= Streams Method in Israeli education =

Historical education system in pre-State Israel

The Streams Method in Israeli education refers to the ideological and party-based division of the Jewish educational system in pre-state and early State of Israel periods. This system emerged in the 1920s under the British Mandate and continued until the passage of the State Education Law in 1953, which established a national educational framework. The principal streams were the Labor, General, and Mizrachi (Religious Zionist) streams. Following the establishment of the state, an additional Agudat Israel stream emerged to serve the ultra-Orthodox community. Certain institutions, such as Talmud Torah schools and Kol Israel Chaverim, maintained a non-partisan stance.

== History ==

During the British Mandate period, party-based education systems were introduced to promote specific ideological values alongside general education subjects. These values included Zionism, socialism, and religious identity. At that time, the absence of a centralized educational authority enabled political parties to operate their own school systems.

Several organizations, including Hapoel, Beitar, Haganah, Irgun, and Lehi, supported the dissemination of these ideological educational frameworks through extracurricular activities and youth movements.

== Streams ==

Each educational stream developed distinct teacher training programs and curricular frameworks, reflecting its ideological foundations.

=== General Stream ===

By 1948, the General Stream educated approximately 50.2 percent of Jewish students. This stream was aligned with General Zionist ideology and aimed to provide a national-traditional education accessible to all ethnic and religious groups. Its curriculum emphasized scientific progress and promoted inclusivity and national unity.

=== Labor Stream ===

Established in 1923, the Labor Stream served about 27.8 percent of Jewish students by 1948. Affiliated with the General Federation of Labor, it emphasized Zionist-socialist values. The stream focused on cultivating independent, pioneering citizens through educational and communal institutions such as kibbutzim.

=== Mizrachi Stream ===

Founded by the Mizrachi movement, the Mizrachi Stream combined Orthodox religious education with Zionism and elements of modernism. It educated around 22.5 percent of Jewish students by 1948 and was supported by parties including Hapoel HaMizrachi. Over time, its influence declined due to secularization trends and efforts toward standardized education reforms.

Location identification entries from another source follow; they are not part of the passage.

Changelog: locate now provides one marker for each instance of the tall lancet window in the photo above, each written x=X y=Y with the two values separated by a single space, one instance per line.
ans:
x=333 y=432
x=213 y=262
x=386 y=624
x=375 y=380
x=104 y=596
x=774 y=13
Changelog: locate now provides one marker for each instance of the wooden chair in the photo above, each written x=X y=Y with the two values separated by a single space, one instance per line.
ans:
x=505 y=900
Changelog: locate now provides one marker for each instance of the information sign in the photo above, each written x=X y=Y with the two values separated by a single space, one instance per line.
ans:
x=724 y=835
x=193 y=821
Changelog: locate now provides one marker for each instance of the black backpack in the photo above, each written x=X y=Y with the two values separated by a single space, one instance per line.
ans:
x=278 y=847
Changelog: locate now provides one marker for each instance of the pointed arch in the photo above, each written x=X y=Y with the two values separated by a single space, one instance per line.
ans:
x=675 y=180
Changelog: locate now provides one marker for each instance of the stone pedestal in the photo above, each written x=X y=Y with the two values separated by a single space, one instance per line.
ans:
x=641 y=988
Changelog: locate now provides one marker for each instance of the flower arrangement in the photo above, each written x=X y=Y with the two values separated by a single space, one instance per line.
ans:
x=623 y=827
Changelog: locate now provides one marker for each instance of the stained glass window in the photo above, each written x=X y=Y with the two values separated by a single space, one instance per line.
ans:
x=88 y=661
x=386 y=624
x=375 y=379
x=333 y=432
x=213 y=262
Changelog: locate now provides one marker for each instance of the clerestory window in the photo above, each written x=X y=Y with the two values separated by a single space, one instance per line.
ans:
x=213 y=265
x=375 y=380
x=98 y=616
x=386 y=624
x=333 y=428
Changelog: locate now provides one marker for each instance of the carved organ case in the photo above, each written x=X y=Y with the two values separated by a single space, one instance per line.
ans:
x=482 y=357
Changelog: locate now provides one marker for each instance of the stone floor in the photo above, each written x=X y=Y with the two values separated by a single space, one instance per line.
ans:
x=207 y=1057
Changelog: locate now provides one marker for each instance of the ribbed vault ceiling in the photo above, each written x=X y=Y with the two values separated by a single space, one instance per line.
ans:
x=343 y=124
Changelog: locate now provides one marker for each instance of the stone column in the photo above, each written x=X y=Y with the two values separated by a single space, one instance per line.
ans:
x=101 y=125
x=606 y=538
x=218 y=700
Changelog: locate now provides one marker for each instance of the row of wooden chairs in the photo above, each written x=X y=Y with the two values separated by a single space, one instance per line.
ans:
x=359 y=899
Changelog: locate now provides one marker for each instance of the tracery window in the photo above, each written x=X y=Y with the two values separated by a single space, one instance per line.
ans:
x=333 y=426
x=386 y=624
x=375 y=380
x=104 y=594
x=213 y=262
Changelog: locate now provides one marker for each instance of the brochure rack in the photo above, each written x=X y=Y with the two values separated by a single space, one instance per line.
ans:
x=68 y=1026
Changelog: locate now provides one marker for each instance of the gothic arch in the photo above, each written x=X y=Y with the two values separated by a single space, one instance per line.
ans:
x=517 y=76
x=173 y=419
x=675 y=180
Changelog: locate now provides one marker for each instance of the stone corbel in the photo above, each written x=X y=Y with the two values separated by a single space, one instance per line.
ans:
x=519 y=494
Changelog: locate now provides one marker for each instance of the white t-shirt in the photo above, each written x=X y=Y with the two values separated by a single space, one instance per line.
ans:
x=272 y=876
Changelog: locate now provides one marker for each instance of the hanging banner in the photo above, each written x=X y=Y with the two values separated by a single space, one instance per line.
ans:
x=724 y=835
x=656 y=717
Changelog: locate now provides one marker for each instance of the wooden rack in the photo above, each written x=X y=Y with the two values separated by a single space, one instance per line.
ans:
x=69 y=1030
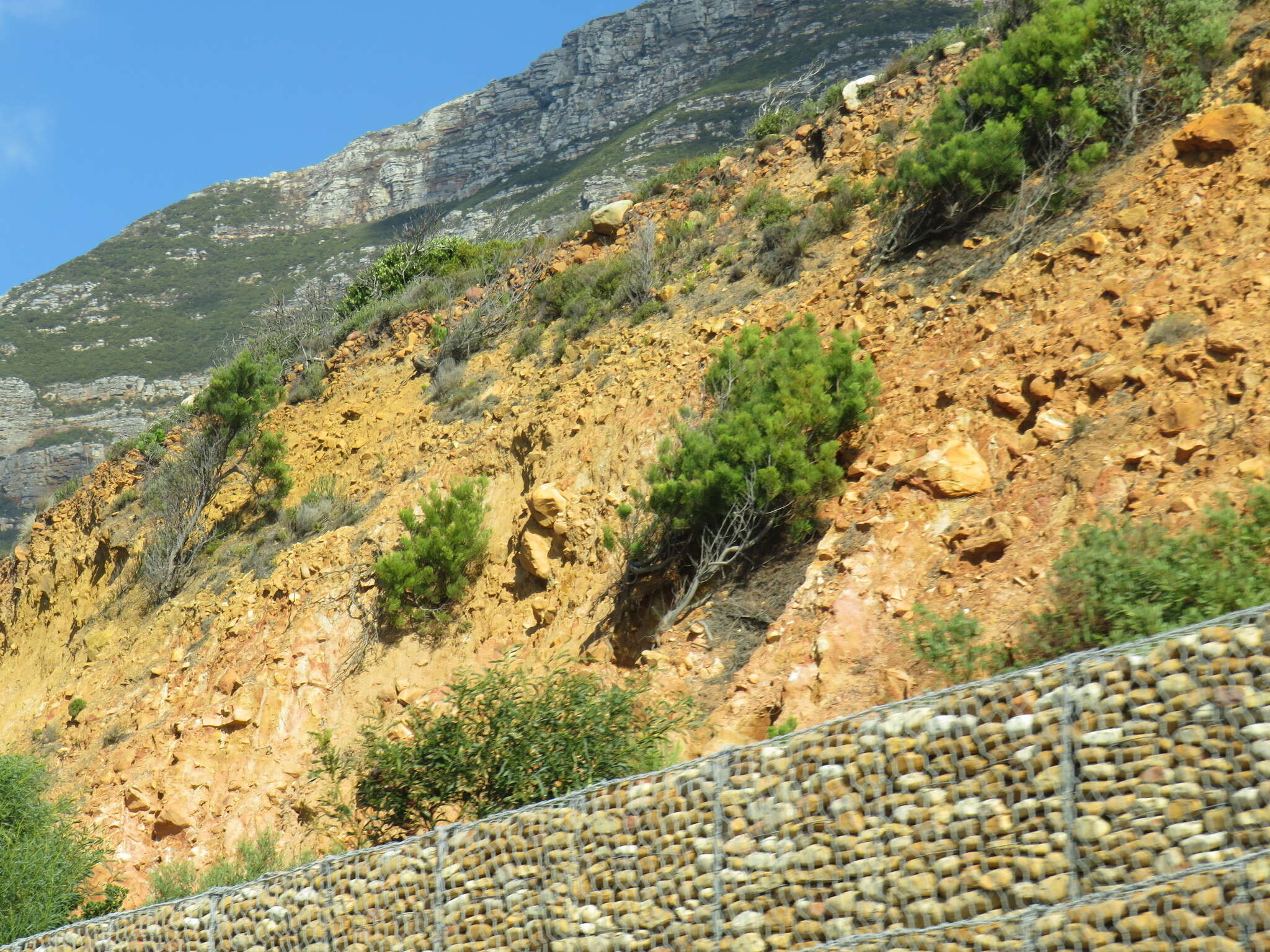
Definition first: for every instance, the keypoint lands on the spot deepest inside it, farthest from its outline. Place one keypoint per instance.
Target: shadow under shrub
(502, 739)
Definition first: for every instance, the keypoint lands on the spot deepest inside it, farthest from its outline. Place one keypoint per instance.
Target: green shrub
(149, 443)
(402, 265)
(768, 206)
(838, 213)
(779, 730)
(252, 860)
(505, 738)
(1174, 329)
(586, 296)
(1124, 578)
(683, 170)
(322, 509)
(437, 558)
(1062, 89)
(528, 342)
(773, 122)
(46, 853)
(112, 902)
(933, 46)
(781, 249)
(768, 448)
(228, 442)
(953, 646)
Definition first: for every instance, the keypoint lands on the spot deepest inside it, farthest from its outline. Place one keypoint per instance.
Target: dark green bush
(586, 296)
(768, 206)
(771, 123)
(46, 853)
(436, 258)
(226, 442)
(309, 384)
(838, 214)
(766, 450)
(683, 170)
(775, 122)
(1124, 578)
(781, 402)
(953, 646)
(1064, 88)
(149, 443)
(781, 249)
(505, 738)
(437, 558)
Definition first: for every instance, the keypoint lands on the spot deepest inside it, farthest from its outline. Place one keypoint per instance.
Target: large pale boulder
(609, 219)
(548, 505)
(851, 92)
(954, 470)
(535, 551)
(1222, 130)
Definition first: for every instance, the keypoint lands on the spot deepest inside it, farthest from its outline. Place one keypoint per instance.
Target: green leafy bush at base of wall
(505, 738)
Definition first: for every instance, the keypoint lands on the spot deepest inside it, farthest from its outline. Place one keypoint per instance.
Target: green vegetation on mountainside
(551, 188)
(148, 287)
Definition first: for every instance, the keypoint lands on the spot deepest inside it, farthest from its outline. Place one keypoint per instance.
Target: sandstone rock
(535, 551)
(609, 219)
(956, 470)
(1223, 130)
(546, 505)
(1183, 414)
(1106, 377)
(1050, 428)
(1094, 243)
(1133, 219)
(851, 92)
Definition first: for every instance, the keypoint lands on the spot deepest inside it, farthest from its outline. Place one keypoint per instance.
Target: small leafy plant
(505, 738)
(953, 646)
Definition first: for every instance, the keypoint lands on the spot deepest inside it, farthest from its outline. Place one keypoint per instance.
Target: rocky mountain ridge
(161, 299)
(1114, 363)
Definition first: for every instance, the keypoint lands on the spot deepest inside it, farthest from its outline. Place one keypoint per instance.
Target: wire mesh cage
(1116, 800)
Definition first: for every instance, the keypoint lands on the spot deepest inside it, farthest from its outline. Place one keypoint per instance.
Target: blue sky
(115, 108)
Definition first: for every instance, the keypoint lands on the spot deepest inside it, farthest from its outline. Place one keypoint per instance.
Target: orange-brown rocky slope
(1118, 364)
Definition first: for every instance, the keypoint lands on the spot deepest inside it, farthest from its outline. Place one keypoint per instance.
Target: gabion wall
(1114, 801)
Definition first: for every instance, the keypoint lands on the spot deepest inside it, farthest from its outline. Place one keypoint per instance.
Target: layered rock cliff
(623, 93)
(1024, 392)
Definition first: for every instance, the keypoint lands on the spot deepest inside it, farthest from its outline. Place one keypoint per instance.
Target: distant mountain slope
(623, 94)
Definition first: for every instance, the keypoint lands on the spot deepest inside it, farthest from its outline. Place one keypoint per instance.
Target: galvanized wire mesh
(1113, 800)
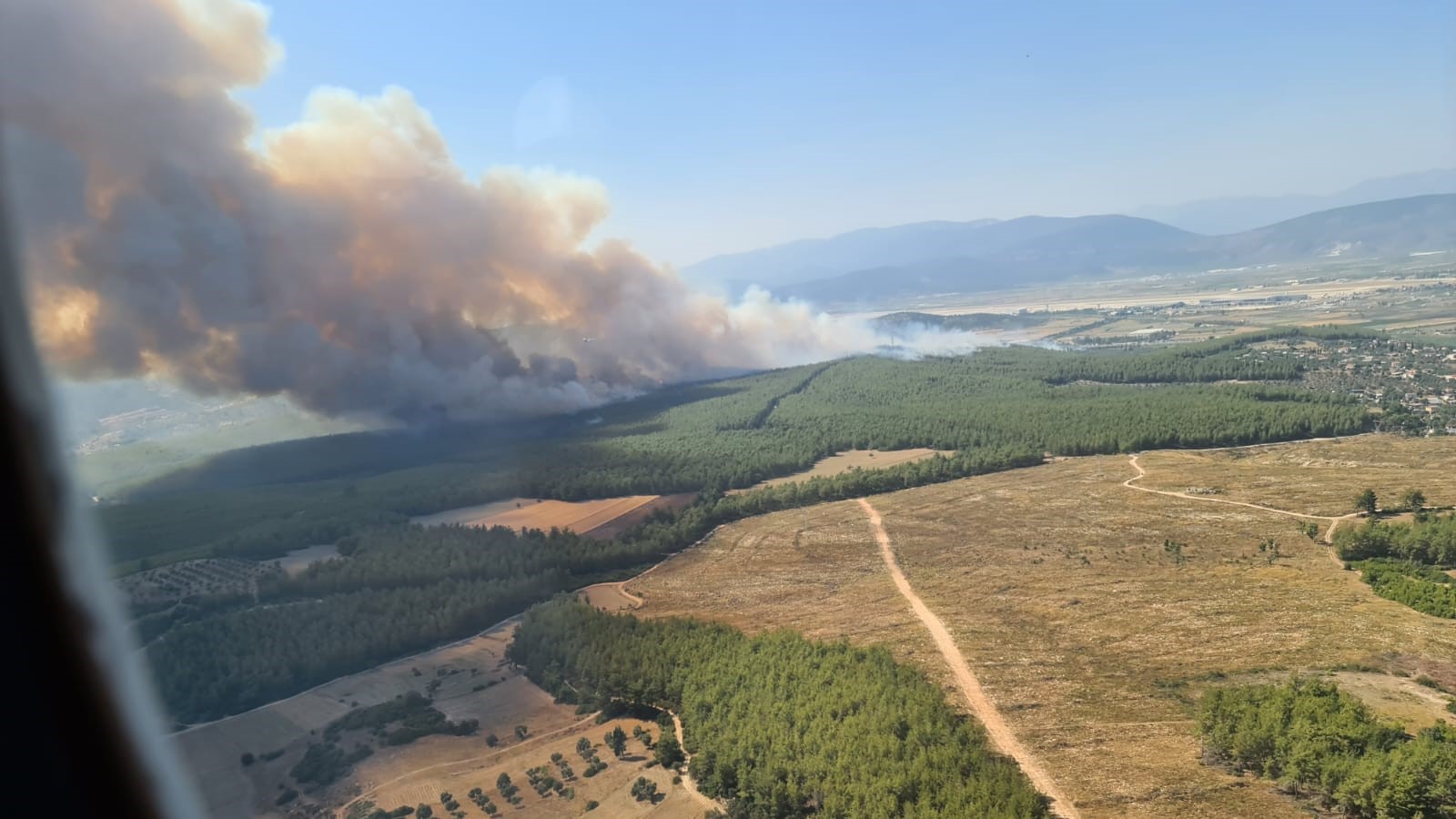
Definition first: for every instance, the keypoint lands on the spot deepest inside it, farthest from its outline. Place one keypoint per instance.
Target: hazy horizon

=== Agudat Israel Stream ===

Recognized officially in 1948, the Agudat Israel Stream served the non-Zionist ultra-Orthodox population. Under the Status Quo agreement, this stream was granted considerable autonomy with minimal state curricular oversight. Led by figures such as Rabbi Yitzchak Meir Levin, it played a key role in integrating religious education into the national system.

== Abolition of the Streams and the Introduction of State Education ==

Following the establishment of the State of Israel, the 1949 compulsory education law mandated school attendance for all children aged five to thirteen. However, disagreements regarding the balance between secular and religious content delayed consensus on a unified education system. Secular parties such as Mapai advocated for a common framework, while religious groups opposed what they perceived as encroachments on religious autonomy.

These tensions contributed to the resignation of David Ben-Gurion and the collapse of his second government.

The State Education Law passed on 12 August 1953 unified the General and Labor streams, institutionalized the Mizrachi stream as the official state religious stream, and preserved limited autonomy for the Agudat Israel stream.

== Legacy ==

Although the formal stream system was abolished, ideological divisions continue to influence Israeli education. Variations in school affiliations, curricula, and state funding reflect the historical foundations established by the original streams.